Grundsätzlich gilt, dass der Arbeitgeber den Zeitpunkt der Ferien bestimmt. Er muss aber auf die Wünsche des Arbeitnehmers Rücksicht und hat sein Recht auf Bestimmung der Ferien so rechtzeitig auszuüben, dass dem Arbeitnehmer ausreichende Zeit bleibt, die Gestaltung seiner Ferien vorauszuplanen. Im Allgemeinen muss diese Frist wenigstens drei Monate betragen und gilt auch für Zwangsferien bzw. Betriebsferien, denn selbst betriebliche Schwierigkeiten rechtfertigen es nicht, den Ferienzweck durch allzu kurzfristige Ferienbestimmung zu vereiteln.

Im Zusammenhang mit der aktuellen Pandemie bedeutet dies, dass der Arbeitgeber, der seinen Betrieb schliessen möchte bzw. muss, mangels rechtzeitiger Vorankündigung nicht einfach Betriebsferien einführen und seine Angestellten „in die Ferien schicken“ kann.

Der Arbeitgeber kann die Arbeitnehmer auch nicht zum Bezug von unbezahltem Urlaub zwingen. Kann der Arbeitgeber dem Arbeitnehmer keine oder nicht genügend Arbeit anbieten, gerät er in Annahmeverzug und ist zur Lohnfortzahlung verpflichtet (siehe oben).

Die Verschiebung von bereits vereinbarten Ferien ist nur aus schwerwiegenden Gründen gerechtfertigt. Immerhin muss aus dringlichem und unvorhergesehenem betrieblichen Bedürfnis eine Änderung des Ferienzeitpunkts akzeptiert werden. Die Verschiebung muss dem Arbeitnehmer innert kürzester Frist kommuniziert werden. Der Arbeitgeber muss dem Arbeitnehmer den entstandenen Schaden (z.B. Stornierungskosten) ersetzen.

Kündigung

Unbefristete Arbeitsverhältnisse können grundsätzlich von jeder Vertragspartei unter Einhaltung der vertraglich vereinbarten bzw. gesetzlichen Kündigungsfrist gekündigt werden. Ist der Arbeitnehmer jedoch erkrankt und deshalb an der Arbeitsleistung verhindert, legt das Gesetz Sperrfristen fest, innert welcher der Arbeitgeber das Arbeitsverhältnis nicht kündigen darf. Diese Sperrfrist variiert je nach Anzahl der Dienstjahre und beträgt im ersten Dienstjahr 30 Tage, ab dem zweiten Dienstjahr 90 Tage und ab dem sechsten Dienstjahr 180 Tage.

Kurzarbeit

Aufgrund der derzeitigen Situation hat es die Regierung mit Verordnung vom 17.03.2020 ermöglicht, auch im Fall einer Pandemie Kurzarbeit auf Antrag hin zu bewilligen. Die Verordnung ist mit Kundmachung in Kraft getreten und gilt vorerst bis 30.06.2020. Sie soll es Unternehmen, die infolge des Coronavirus und dessen Auswirkungen einen Arbeitsausfall erleiden, ermöglichen und auch erleichtern, für ihre Arbeitnehmer Kurzarbeitsentschädigungen geltend zu machen.

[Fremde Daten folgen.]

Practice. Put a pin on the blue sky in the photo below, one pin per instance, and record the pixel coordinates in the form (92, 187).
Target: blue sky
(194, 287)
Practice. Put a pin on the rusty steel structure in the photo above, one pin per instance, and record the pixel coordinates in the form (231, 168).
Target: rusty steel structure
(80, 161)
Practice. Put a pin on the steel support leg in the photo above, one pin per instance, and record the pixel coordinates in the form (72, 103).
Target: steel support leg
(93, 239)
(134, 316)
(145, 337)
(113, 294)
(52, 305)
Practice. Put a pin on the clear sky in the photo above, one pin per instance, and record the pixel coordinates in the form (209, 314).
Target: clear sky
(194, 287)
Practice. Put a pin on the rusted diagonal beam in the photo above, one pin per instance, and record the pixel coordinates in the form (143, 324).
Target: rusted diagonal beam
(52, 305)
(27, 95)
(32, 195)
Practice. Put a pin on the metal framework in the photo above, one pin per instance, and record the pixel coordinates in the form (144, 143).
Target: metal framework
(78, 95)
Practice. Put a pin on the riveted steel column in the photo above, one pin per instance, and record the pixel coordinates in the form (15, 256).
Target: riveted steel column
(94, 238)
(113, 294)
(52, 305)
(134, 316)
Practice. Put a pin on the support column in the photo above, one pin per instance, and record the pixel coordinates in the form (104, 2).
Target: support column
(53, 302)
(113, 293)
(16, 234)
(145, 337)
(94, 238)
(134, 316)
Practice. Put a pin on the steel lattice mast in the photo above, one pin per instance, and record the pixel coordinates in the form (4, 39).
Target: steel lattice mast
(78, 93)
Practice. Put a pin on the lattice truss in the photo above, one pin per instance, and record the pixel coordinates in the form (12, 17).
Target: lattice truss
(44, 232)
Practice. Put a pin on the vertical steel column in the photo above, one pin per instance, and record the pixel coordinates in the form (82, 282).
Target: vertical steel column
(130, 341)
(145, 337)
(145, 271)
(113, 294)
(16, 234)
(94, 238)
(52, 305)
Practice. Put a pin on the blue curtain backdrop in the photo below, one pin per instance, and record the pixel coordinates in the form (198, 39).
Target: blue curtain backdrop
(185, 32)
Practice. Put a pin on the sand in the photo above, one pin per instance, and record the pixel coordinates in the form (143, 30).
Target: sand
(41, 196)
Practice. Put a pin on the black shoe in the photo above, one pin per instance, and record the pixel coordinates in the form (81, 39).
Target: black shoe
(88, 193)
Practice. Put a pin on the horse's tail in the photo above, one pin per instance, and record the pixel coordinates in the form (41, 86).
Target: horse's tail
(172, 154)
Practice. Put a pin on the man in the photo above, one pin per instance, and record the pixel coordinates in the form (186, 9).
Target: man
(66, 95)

Kurzarbeit bedeutet die durch den Arbeitgeber im Einverständnis mit den betroffenen Arbeitnehmern angeordnete vorübergehende Reduktion der vertraglichen Arbeitszeit, wobei die arbeitsrechtliche Vertragsbeziehung aufrechterhalten bleibt. Damit sollen Arbeitslosigkeit verhindert und Arbeitsplätze erhalten werden.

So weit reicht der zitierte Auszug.